From local insight to global understanding
The next phase will expand the project to a cross-population, standardized framework for studying killer whale communication, one that connects directly to a planned parallel effort in Iceland. By listening closely to these whales, the team aims to deepen their understanding of the complex acoustic communication that underlies the species’ cultural richness, and to identify which aspects are most sensitive to disturbance. This knowledge will help guide effective noise-mitigation strategies to restore the quality of their acoustic environment.
This project aims to transform how we study and protect the social lives of killer whales. Orcas are a culturally diverse species, and studying them across regions is essential to understanding both the diversity and the shared foundations of their vocal systems – and how they adapt to changing environments.
One of our long-term goals is to establish a scalable, global framework for comparative studies of killer whale communication. By developing standardized protocols for synchronizing behavioural and acoustic data and integrating advanced machine-learning approaches, the project will create tools that other researchers can adopt worldwide.
Advancing methods for decoding non-human communication will also inform how researchers study and protect other sound-centered species. Insights gained from Northern Residents will help guide conservation strategies for Canada’s endangered Southern Resident killers, whose population of 73 individuals continues to struggle to recover.

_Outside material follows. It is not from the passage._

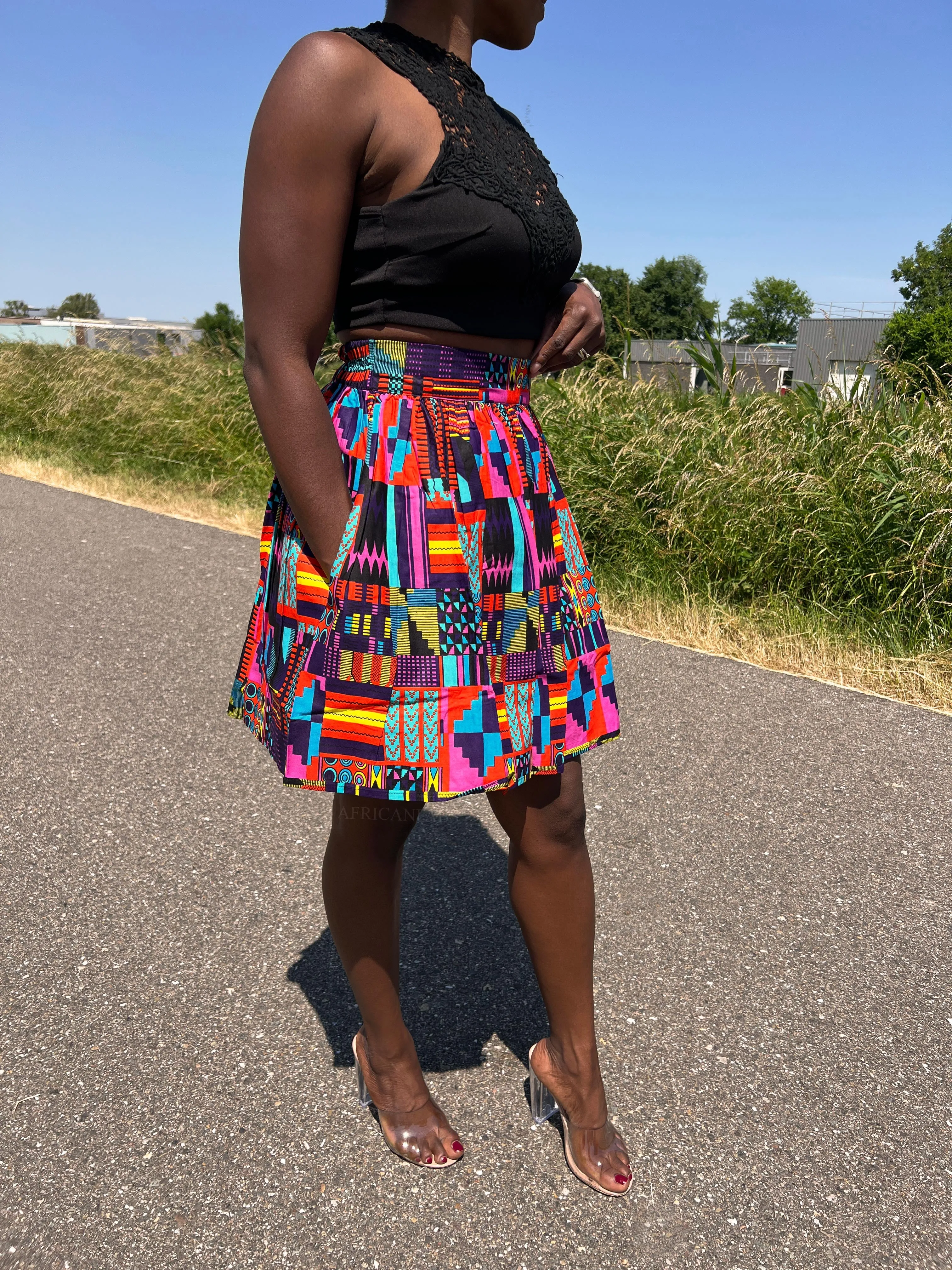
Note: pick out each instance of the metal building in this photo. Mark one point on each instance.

Ultimately, this work bridges science, technology, and conservation, using innovation to decode and protect the communication systems that hold orca societies together.
A long-term commitment
Studying long-lived, socially complex species demands sustained commitment. Communication systems, like cultures, unfold over years, not field seasons. Our work must span generations of whales to reveal how knowledge, calls, and behaviours are transmitted, and how human noise threatens their social lives. Each year of data deepens the foundation for meaningful insight, building toward a global comparative framework that links this research across oceans and cultures.

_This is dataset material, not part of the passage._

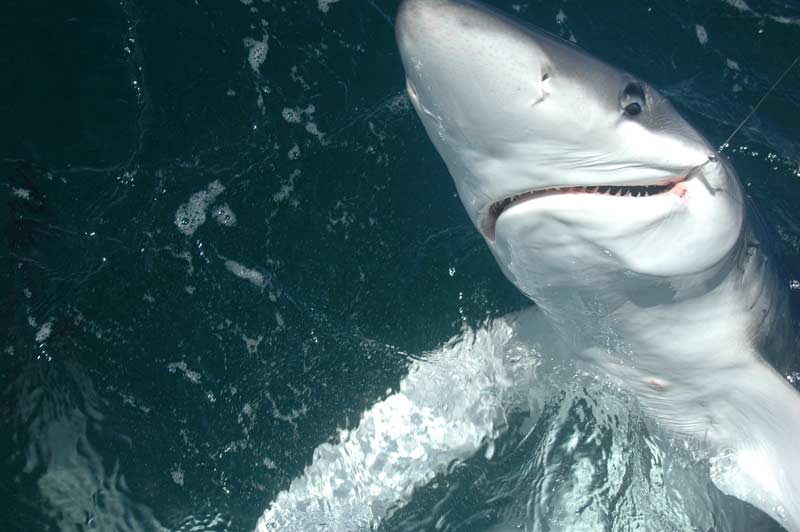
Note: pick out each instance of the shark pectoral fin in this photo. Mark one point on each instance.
(759, 462)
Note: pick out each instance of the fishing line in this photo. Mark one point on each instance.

We are now cementing the partnerships and infrastructure to ensure this project thrives. In essence, this is not a short-term study but the launch of a global initiative to listen to whales on their own terms. It is a long-term, evolving effort that blends science, technology, curiosity and ethics to understand and protect these extraordinary societies.
Join Us
This work represents the beginning of a new chapter in understanding whale communication, and in reimagining how science and technology can serve conservation. With continued support, Raincoast and partners plan to expand this collaboration to Iceland, and eventually to regions as far-reaching as Australia and Antarctica.
Together, we can listen more deeply to safeguard the social and acoustic lives of whales.